Neste artigo, quero dar uma olhada mais direta no elefante. Quero expor as
suposições psicossociais que sustentam três análises altamente influentes do afeto nos
estudos culturais e na teoria social. Essas psicologias sociais do afeto são persuasivas?
Quais são suas limitações? Eu escrevo como um psicóloga social com experiência em
estudos do discurso. Mas meu objetivo não é subir a classificação da psicologia e tentar
definir a verdade psicológica para os estudos sobre afeto. (Aqueles de nós que adotaram
uma perspectiva crítica sobre nossa disciplina estão bem cientes da costura envolvida
nos relatos objetivistas da ciência afetiva.) Meu ponto é que existe uma gama de
psicologias sociais do afeto. Alguns aspectos das atualmente estabelecidas em pesquisa
social e cultural são inadequadas.
Discutirei ao longo do texto que uma ampla psicologia social da prática afetiva
poderia estar situada confortavelmente no centro de novas pesquisas sobre afeto e
emoção (Wetherell, 2012, 2013a, 2013b, 2014). Esse tipo de psicologia social do afeto
elimina muitos dos problemas que identifico. Tal psicologia social forjaria novos elos
com linhas mais antigas de pesquisa sobre afeto e emoção na pesquisa social e cultural,
e particularmente na pesquisa feminista, que, como Clare Hemmings (2005) aponta,
permanecem indispensáveis. Pode também basear-se e aprender com o importante
trabalho sociológico realizado sobre práticas, técnicas e hábitos corporificados
(Crossley, 2001, 2013; Rose, 1998; Shilling, 2008, 2012).

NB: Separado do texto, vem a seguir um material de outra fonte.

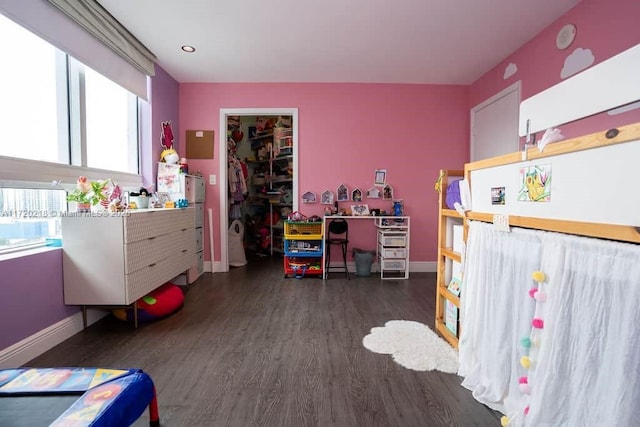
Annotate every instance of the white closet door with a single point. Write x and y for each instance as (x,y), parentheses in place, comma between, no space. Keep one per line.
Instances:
(494,125)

Ela parece gostar de endossar uma análise do afeto que antes poderia ter sido
rotineiramente picada e cuspida em ensaios de estudantes. Há um grande valor no
pensamento de Tomkins, como Sedgwick e Frank deixam claro. Sua psicologia do afeto
é variada e longe de ser crua. Aqui, no entanto, quero me concentrar nas maneiras como
Tomkins analisa e classifica as emoções, o ponto que mais provavelmente incomoda a
crítica estudantil contra a qual Sedgwick e Frank conjuram. Tomkins é transgressivo
porque, seguindo o exemplo de Darwin, especulou sobre a existência de "programas
afetivos" inatos e geneticamente determinados. Essa parte de seu trabalho multifacetado
foi mais tarde retomada por seu aluno Paul Ekman (1972, 1994, 2003), talvez
excessivamente simplificada, e transformada por Ekman em um elaborado paradigma
de pesquisa sobre o que se tornou "emoções básicas", que dominava a psicologia das
emoções desde a década de 1970 até a década de 1990.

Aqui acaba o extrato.